Hi all,
I have a 30 year old blower that has served me well and given me no problems until now. The problem is it keeps breaking woodruff keys....I have replaced three myself, and each time the key breaks after a very short while, and the blower is a bear to pull start. I finally took it to a shop...they replaced the key and as soon as I got it home it broke> When I contacted them they told me they wouldn't work on it again!
Can someone tell me if this is more than likely a crank shaft issue, and if so, do I have to replace the crank shaft or should I start with changing the bearings first? Any help to determine the cause of this would be appreciated...with the plug removed it turns over fine on the pull cord when there's no compression. I don't want to throw it in the trash as it's in good shape and has never given me problems before. Where to start??
Thanks.
#2
StarTech
First are you torquing the nut to 18.5 ft/lbs?
Second the high compression could carbon build-up in the cylinder.
Thx Startech....No....just as tight as I could by hand. How to determine if there's carbon build up in the cylinder? It didn't smoke at all when running
#4
StarTech
Usually to see in the cylinder without disassembly takes a borescope or endoscope but from experience Stihl are bad about running rich which leads to carbon build-up.
To torque the nut you need a piston stop and a torque wrench. Very to torque by hand without the piston stop.
#5
Hammermechanicman
Check flywheel for crack around crankshaft hole. Look very close especially on the bottom side.
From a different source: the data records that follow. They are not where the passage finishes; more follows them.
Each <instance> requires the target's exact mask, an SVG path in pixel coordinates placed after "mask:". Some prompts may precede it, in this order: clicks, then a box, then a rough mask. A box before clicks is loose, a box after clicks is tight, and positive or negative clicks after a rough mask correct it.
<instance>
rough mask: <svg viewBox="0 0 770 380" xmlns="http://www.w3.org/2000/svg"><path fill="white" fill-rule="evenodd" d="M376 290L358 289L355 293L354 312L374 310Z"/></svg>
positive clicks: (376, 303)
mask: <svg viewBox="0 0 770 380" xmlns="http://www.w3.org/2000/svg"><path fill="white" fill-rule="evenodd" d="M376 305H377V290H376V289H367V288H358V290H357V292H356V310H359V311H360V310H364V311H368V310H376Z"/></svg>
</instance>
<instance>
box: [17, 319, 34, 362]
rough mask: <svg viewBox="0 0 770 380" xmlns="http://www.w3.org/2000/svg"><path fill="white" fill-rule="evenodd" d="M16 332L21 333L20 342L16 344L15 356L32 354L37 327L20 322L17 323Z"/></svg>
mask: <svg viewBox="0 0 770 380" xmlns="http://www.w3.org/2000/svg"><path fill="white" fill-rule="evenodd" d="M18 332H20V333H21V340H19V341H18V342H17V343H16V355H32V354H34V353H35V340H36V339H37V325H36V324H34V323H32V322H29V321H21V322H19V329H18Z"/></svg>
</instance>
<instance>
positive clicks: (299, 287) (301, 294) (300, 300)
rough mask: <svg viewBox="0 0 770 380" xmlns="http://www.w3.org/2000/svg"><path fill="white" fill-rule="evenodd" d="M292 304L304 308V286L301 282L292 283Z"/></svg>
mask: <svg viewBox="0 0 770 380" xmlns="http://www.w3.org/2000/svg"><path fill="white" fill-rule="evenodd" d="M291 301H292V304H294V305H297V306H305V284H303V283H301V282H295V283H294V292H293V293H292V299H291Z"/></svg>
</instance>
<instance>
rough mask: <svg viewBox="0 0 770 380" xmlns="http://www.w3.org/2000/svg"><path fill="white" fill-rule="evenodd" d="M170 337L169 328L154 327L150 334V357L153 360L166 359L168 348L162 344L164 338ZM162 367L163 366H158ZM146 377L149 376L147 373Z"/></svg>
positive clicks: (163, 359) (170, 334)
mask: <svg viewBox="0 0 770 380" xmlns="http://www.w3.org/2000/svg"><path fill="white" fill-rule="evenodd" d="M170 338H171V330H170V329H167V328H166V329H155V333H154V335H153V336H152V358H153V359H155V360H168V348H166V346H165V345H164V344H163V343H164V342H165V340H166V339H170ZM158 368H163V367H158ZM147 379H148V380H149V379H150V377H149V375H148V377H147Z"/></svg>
Check crankshaft taper for scoring or any damage.
If both good install flywheel with new key and seat flywheel by using a socket over the crank on the flywheel and use a hammer to give it a few good hits to seat flywheel on the taper then torque down the nut.
Fan wheel is mounted to the flywheel. This why it critical to properly torque the flywheel retaining nut to spec. The three spline screw IS-M5x16 fan wheel screws are torque to 5.9 ft/lbs per the service manual.